Dolania
- Conservation status: Apparently Secure (NatureServe)

Scientific classification
- Kingdom: Animalia
- Phylum: Arthropoda
- Clade: Pancrustacea
- Class: Insecta
- Order: Ephemeroptera
- Family: Behningiidae
- Genus: Dolania Edmunds & Traver, 1959
- Species: D. americana
- Binomial name: Dolania americana Edmunds & Traver, 1959

= Dolania =

- Genus: Dolania
- Species: americana
- Authority: Edmunds & Traver, 1959
- Conservation status: G4
- Parent authority: Edmunds & Traver, 1959

Genus of mayflies

Dolania is a monotypic genus of mayfly in the family Behningiidae containing the single species Dolania americana, also known as the American sand-burrowing mayfly. It is found in the southeastern United States, as far south as Florida, and is generally uncommon. The adult insects emerge before dawn in early summer, mate and die within the space of about thirty minutes. The female deposits her eggs in the water and dies within five minutes of emergence. This is believed to be the shortest adult lifespan of any insect.

== Description ==
The adult Dolania americana has a pale brownish-purple body and membranous wings that are 10 to 13 mm in length. The legs of both male and females are vestigial, thin and twisted, but appear to retain some function. The cerci are longer and more robust than the terminal filaments. The penis of the male is twice as long as the genital forceps.

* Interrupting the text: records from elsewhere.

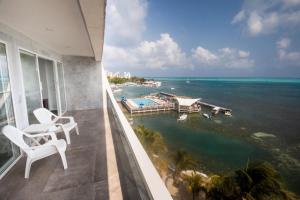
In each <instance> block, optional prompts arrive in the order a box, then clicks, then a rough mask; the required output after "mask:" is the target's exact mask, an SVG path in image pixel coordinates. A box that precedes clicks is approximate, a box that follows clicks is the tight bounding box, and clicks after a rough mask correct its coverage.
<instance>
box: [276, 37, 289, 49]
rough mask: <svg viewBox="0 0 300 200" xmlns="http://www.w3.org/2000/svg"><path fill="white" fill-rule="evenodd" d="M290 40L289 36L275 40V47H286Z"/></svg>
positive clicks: (288, 43) (287, 44)
mask: <svg viewBox="0 0 300 200" xmlns="http://www.w3.org/2000/svg"><path fill="white" fill-rule="evenodd" d="M290 43H291V40H290V39H289V38H282V39H281V40H279V41H277V48H279V49H286V48H288V47H289V46H290Z"/></svg>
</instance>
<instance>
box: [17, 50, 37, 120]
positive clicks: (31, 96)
mask: <svg viewBox="0 0 300 200" xmlns="http://www.w3.org/2000/svg"><path fill="white" fill-rule="evenodd" d="M20 56H21V64H22V71H23V81H24V88H25V95H26V104H27V112H28V120H29V123H30V124H32V123H36V122H37V121H36V119H35V117H34V116H33V110H35V109H36V108H40V107H41V94H40V85H39V77H38V71H37V67H36V62H35V56H34V55H30V54H28V53H23V52H21V53H20Z"/></svg>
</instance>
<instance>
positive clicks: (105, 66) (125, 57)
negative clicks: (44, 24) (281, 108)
mask: <svg viewBox="0 0 300 200" xmlns="http://www.w3.org/2000/svg"><path fill="white" fill-rule="evenodd" d="M229 2H230V3H229ZM103 63H104V66H105V68H106V69H108V70H110V71H113V72H117V71H119V72H123V71H130V72H131V73H132V74H135V75H139V76H204V77H205V76H276V77H278V76H284V77H288V76H292V77H300V0H264V1H257V0H251V1H250V0H248V1H220V0H208V1H200V0H189V1H179V0H163V1H159V0H151V1H147V0H108V1H107V10H106V30H105V45H104V54H103Z"/></svg>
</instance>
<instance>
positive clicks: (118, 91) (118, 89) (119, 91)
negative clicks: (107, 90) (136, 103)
mask: <svg viewBox="0 0 300 200" xmlns="http://www.w3.org/2000/svg"><path fill="white" fill-rule="evenodd" d="M121 91H122V89H121V88H117V89H114V90H113V92H121Z"/></svg>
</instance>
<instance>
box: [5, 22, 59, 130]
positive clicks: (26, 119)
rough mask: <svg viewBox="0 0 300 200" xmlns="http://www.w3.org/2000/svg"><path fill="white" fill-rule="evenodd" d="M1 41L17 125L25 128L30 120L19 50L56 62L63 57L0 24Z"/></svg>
mask: <svg viewBox="0 0 300 200" xmlns="http://www.w3.org/2000/svg"><path fill="white" fill-rule="evenodd" d="M0 41H1V42H5V43H6V49H7V52H6V53H7V57H8V68H9V74H10V83H11V90H12V98H13V105H14V113H15V119H16V124H17V127H19V128H25V127H26V126H27V125H28V119H27V109H26V100H25V94H24V87H23V75H22V66H21V63H20V56H19V48H23V49H26V50H29V51H32V52H35V53H38V54H40V55H44V56H46V57H50V58H53V59H56V60H61V56H60V55H59V54H57V53H55V52H53V51H51V50H49V49H47V48H45V47H43V46H42V45H40V44H38V43H37V42H35V41H33V40H31V39H30V38H28V37H26V36H25V35H23V34H21V33H19V32H17V31H16V30H14V29H12V28H10V27H8V26H6V25H4V24H2V23H0Z"/></svg>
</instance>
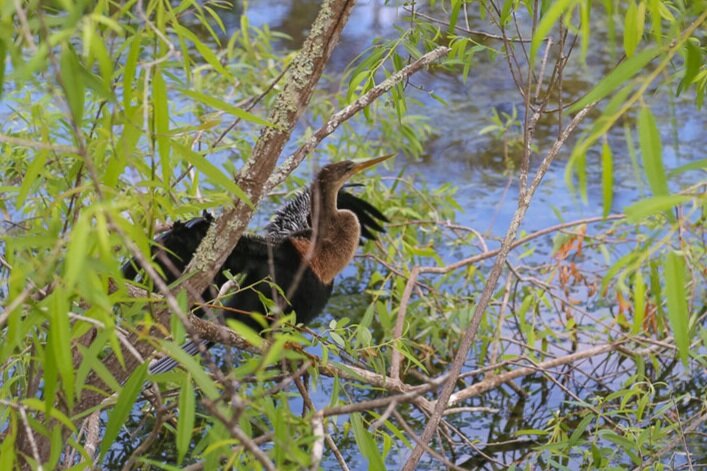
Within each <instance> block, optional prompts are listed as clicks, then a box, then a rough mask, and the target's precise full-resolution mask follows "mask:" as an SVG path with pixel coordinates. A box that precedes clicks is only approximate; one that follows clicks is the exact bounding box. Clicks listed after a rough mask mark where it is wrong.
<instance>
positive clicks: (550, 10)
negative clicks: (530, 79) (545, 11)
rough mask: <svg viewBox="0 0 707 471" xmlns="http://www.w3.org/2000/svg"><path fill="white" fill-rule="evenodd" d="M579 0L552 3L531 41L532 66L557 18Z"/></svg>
mask: <svg viewBox="0 0 707 471" xmlns="http://www.w3.org/2000/svg"><path fill="white" fill-rule="evenodd" d="M575 3H577V0H558V1H556V2H553V3H552V6H551V7H550V9H549V10H548V11H547V12H546V13H545V14H544V15H543V17H542V19H541V20H540V23H539V24H538V27H537V29H536V30H535V34H533V40H532V42H531V43H530V64H531V66H532V65H533V64H534V63H535V56H536V55H537V53H538V49H539V48H540V44H541V43H542V42H543V41H544V40H545V38H546V37H547V35H548V34H550V30H551V29H552V28H553V27H554V26H555V23H557V20H559V19H560V17H561V16H562V14H563V13H564V12H565V11H567V10H569V9H570V8H571V7H572V6H574V4H575Z"/></svg>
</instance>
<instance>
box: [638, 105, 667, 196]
mask: <svg viewBox="0 0 707 471" xmlns="http://www.w3.org/2000/svg"><path fill="white" fill-rule="evenodd" d="M638 141H639V145H640V147H641V156H642V160H643V171H644V172H645V173H646V178H647V179H648V184H649V185H650V187H651V190H652V191H653V194H654V195H655V196H663V195H667V194H668V179H667V178H666V176H665V168H664V167H663V144H662V143H661V139H660V130H659V129H658V126H657V125H656V124H655V118H654V117H653V113H651V110H650V108H648V107H647V106H644V107H642V108H641V111H640V112H639V113H638Z"/></svg>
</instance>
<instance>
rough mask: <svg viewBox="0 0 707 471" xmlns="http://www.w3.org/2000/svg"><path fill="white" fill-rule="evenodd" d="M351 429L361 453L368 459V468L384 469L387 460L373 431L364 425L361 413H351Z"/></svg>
mask: <svg viewBox="0 0 707 471" xmlns="http://www.w3.org/2000/svg"><path fill="white" fill-rule="evenodd" d="M351 429H352V430H353V433H354V439H355V440H356V445H358V449H359V450H360V451H361V454H362V455H363V456H364V457H365V458H366V459H367V460H368V469H375V470H383V469H385V462H384V461H383V457H382V456H381V454H380V451H379V450H378V447H377V446H376V442H375V440H374V439H373V437H372V436H371V433H370V432H369V431H368V430H366V427H365V426H364V425H363V419H361V414H358V413H356V414H351Z"/></svg>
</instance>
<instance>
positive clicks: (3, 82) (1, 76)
mask: <svg viewBox="0 0 707 471" xmlns="http://www.w3.org/2000/svg"><path fill="white" fill-rule="evenodd" d="M6 55H7V43H5V39H3V38H0V98H2V91H3V89H4V88H5V87H4V85H5V56H6ZM3 469H10V468H3Z"/></svg>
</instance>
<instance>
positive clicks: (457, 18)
mask: <svg viewBox="0 0 707 471" xmlns="http://www.w3.org/2000/svg"><path fill="white" fill-rule="evenodd" d="M461 6H462V0H452V12H451V13H450V14H449V26H448V27H447V34H449V35H453V34H454V28H456V26H457V20H459V10H460V9H461Z"/></svg>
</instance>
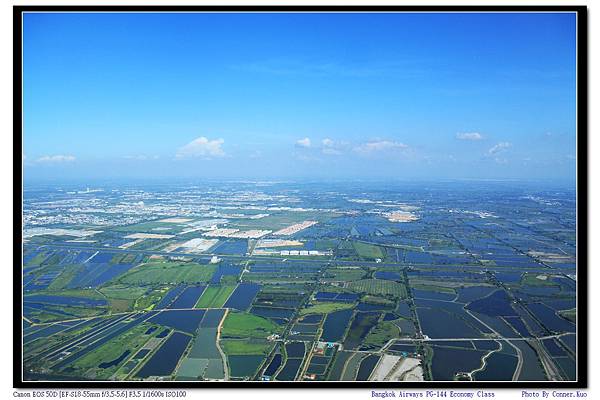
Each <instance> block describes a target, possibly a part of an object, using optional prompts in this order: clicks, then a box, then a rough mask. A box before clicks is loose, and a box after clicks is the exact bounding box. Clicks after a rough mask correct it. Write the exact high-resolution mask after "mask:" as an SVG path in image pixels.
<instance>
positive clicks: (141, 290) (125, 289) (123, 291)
mask: <svg viewBox="0 0 600 400" xmlns="http://www.w3.org/2000/svg"><path fill="white" fill-rule="evenodd" d="M99 290H100V293H102V294H103V295H105V296H106V297H108V298H113V299H127V300H135V299H137V298H138V297H140V296H142V295H143V294H144V293H146V292H147V291H148V289H146V288H145V287H139V286H127V285H120V284H115V285H111V286H105V287H103V288H101V289H99Z"/></svg>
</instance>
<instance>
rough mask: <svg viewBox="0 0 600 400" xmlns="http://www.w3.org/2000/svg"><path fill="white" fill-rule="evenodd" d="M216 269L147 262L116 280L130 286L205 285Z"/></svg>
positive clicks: (197, 264)
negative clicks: (134, 285)
mask: <svg viewBox="0 0 600 400" xmlns="http://www.w3.org/2000/svg"><path fill="white" fill-rule="evenodd" d="M216 268H217V267H216V266H215V265H200V264H196V263H186V262H169V261H162V262H160V261H159V262H149V263H147V264H142V265H139V266H137V267H135V268H133V269H131V270H129V272H127V273H125V275H122V276H121V277H120V278H118V282H120V283H125V284H130V285H148V284H160V283H163V284H178V283H205V282H208V281H209V280H210V278H211V277H212V276H213V274H214V272H215V270H216Z"/></svg>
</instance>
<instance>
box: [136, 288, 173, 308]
mask: <svg viewBox="0 0 600 400" xmlns="http://www.w3.org/2000/svg"><path fill="white" fill-rule="evenodd" d="M168 291H169V287H155V288H153V289H152V290H151V291H150V292H149V293H146V294H144V295H143V296H140V297H138V298H137V300H136V301H135V303H134V304H133V308H134V309H135V310H151V309H153V308H154V306H155V305H156V304H157V303H158V302H159V301H160V299H162V298H163V296H164V295H165V294H167V292H168Z"/></svg>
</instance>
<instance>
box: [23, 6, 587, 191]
mask: <svg viewBox="0 0 600 400" xmlns="http://www.w3.org/2000/svg"><path fill="white" fill-rule="evenodd" d="M23 46H24V56H23V61H24V71H23V72H24V81H23V85H24V135H23V143H24V146H23V147H24V155H25V177H26V178H40V179H45V178H60V177H63V178H83V179H88V178H100V177H104V178H115V177H125V178H127V177H131V178H135V177H140V178H152V177H157V178H169V177H198V178H220V177H223V178H227V177H243V178H257V179H264V178H318V179H331V178H336V179H337V178H342V179H346V178H348V179H352V178H361V179H362V178H367V179H374V178H381V179H387V178H397V179H447V178H451V179H453V178H457V179H465V178H469V179H470V178H474V179H522V180H536V179H556V180H570V181H573V179H574V177H575V154H576V146H575V132H576V124H575V122H576V109H575V99H576V92H575V79H576V75H575V65H576V64H575V57H576V38H575V16H574V15H573V14H27V15H26V16H25V18H24V43H23Z"/></svg>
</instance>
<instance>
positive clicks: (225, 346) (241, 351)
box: [220, 340, 273, 356]
mask: <svg viewBox="0 0 600 400" xmlns="http://www.w3.org/2000/svg"><path fill="white" fill-rule="evenodd" d="M220 346H221V348H222V349H223V352H224V353H225V354H227V355H228V356H231V355H246V354H268V353H269V351H271V349H272V348H273V343H272V342H267V341H248V340H221V342H220Z"/></svg>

The body of the nymph is cylindrical with a flattened head. The antennae are on the ventral side of the head and the small mandibles do not bear any tusks. The sides of the head and the prothorax are spiny. None of the legs have claws; the front pair are palp-like and the remaining pairs are spiny and protect the gills, which are on the ventral surface of the abdomen. The abdomen is densely covered with bristles. The first abdominal segment has a pair of single gills and the other segments bear further pairs of rather smaller, bifid gills. There are three tail filaments at the tip of the abdomen.

== Distribution and habitat ==
Dolania americana is found in the streams and rivers of the coastal plains of the southeastern United States. The nymph burrows into the sandy riverbed and the adults appear briefly flying over the water surface.

== Biology ==
In Florida, the adults emerge at the end of April or in early May, and in South Carolina, in the first half of June. When ready to transform, the nymphs swim to the surface, split their skin, transform into the subimago winged form, and fly off, all in the course of ten to twenty seconds. The exuviae (nymphal skin) float away downstream. Their emergence is synchronised and the males emerge first, about one and a half hours before sunrise. Male subimagos moult but the females, which emerge soon after the males, remain in the subimago form.

Having moulted into the adult form within about five minutes of emergence, the males patrol a stretch of river about 15 to 20 m long, seeking out females with which to mate. They continue to do this until they drown, having fallen into the water from exhaustion. Upon emergence, the females mate, deposit their eggs into the water and die within the course of about five minutes. All the mayflies die within about thirty minutes of emergence.

The eggs are about 1 mm in diameter, among the largest of eggs laid by mayflies. The nymphs that hatch out of these burrow into the sediment on the bed of the river using their forelegs and head. Their usual habitat is fairly clean sand in an area with rapidly moving water. They feed on the larvae of chironomids and ceratopogonids. By autumn, they are about one third grown and complete their development within a year.